Tournoyant avec lenteur sur elle-même dans les airs, une femme dévisagea tour à tour le visage des huit hommes présents, interdits. Elle portait une tunique d’un vert sombre. Sa peau d’albâtre rappelait le plumage ventral de la pie. Sa longue chevelure noire relâchée semblait relier le ciel nocturne à la terre. Ses oreilles en pointe tressaillirent, juste avant que ses mains ne s’animent et que sa magie qui vrombissait dans la pièce ne se mette en branle. Aucun des gardes n’eut le temps de réagir. Une force invisible arracha les rideaux de leurs anneaux, les tableaux des murs, et souleva simultanément les gardes qui l’encerclaient. Œuvres d’art, épées et amures tournoyèrent et volèrent à travers la pièce, avant de retomber anarchiquement plus loin dans un fracas monumental.

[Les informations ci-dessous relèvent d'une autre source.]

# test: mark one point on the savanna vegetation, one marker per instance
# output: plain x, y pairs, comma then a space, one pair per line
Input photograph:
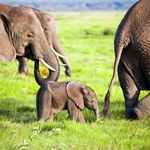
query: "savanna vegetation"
87, 40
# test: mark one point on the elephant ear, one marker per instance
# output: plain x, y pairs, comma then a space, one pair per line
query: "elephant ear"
75, 93
7, 51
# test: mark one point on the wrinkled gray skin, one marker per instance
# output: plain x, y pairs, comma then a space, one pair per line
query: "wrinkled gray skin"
49, 27
21, 34
53, 97
132, 51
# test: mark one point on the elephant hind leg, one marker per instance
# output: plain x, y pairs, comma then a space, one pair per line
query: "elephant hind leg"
75, 113
130, 90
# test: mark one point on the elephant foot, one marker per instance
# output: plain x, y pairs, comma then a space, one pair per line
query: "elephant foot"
128, 114
68, 72
141, 111
105, 114
23, 72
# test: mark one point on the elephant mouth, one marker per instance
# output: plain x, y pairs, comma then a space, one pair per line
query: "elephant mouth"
29, 53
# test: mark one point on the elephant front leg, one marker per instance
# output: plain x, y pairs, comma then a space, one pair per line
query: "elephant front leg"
75, 113
130, 90
23, 65
142, 109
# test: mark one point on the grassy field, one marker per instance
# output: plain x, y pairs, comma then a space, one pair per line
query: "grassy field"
87, 40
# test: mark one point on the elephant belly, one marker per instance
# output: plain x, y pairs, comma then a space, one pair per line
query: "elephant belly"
137, 68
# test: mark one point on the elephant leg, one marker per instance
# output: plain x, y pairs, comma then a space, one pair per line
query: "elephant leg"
142, 109
75, 113
23, 65
129, 88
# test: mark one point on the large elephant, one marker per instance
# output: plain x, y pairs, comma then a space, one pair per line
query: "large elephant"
48, 24
22, 35
72, 96
132, 51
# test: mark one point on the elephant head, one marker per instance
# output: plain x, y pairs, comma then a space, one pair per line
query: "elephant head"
21, 34
49, 26
82, 96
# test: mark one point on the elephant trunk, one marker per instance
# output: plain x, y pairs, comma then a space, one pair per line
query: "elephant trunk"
96, 112
54, 72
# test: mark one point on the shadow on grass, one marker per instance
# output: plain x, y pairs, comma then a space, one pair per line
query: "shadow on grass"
13, 111
17, 112
117, 112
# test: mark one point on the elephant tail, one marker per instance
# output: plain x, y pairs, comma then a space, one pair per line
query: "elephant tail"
107, 96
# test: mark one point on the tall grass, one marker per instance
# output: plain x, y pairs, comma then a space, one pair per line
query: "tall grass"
87, 40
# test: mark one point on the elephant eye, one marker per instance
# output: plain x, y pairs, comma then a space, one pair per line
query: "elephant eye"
30, 34
46, 29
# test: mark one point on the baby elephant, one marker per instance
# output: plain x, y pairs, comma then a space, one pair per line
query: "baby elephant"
53, 97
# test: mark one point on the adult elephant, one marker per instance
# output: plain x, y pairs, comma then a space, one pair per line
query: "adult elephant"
49, 27
132, 51
22, 35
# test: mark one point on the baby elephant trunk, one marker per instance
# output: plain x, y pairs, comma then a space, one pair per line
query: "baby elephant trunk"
96, 112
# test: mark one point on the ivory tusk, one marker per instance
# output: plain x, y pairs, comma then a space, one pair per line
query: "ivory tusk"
56, 53
46, 65
63, 64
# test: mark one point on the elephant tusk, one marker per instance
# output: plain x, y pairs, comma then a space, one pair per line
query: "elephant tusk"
46, 65
63, 64
56, 53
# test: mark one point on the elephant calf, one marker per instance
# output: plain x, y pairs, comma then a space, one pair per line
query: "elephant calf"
53, 97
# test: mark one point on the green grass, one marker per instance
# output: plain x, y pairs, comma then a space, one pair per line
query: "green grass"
87, 40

La jeune femme réajusta son col, et ramena une mèche rebelle derrière son oreille. Les huit gardes vociféraient et grognaient, cloués au mur, empêtrés dans les rideaux et filaments argentés qui les parcouraient. Elle les salua très bas, sans un mot. Des cliquetis métalliques tintèrent dans la pièce. Sur un nouveau geste délicat de sa main, les armures d’apparat se mouvèrent, comme habitées d’une volonté propre. Elles se dirigèrent vers le piédestal et l’orbe dans laquelle tourbillonnaient des flammes bleues.

Une à une, les armures percutèrent une nouvelle paroi invisible et fondirent dans une pluie d’étincelles en s’y enfonçant. Seule la dernière armure encore complète, les bras tendus en avant, atteignit l’orbe et parvint à en toucher la surface du bout des doigts. L’enchantement qui entourait le joyau se dissipa aussitôt. L’elfe s’avança et, d’une incantation pas plus audible qu’un murmure, fit disparaitre l’orbe bleuté. Un linceul de fumée blanche enveloppa le piédestal et la jeune femme. L’instant d’après, une pie piailla et prit son envol pour disparaître dans la nuit.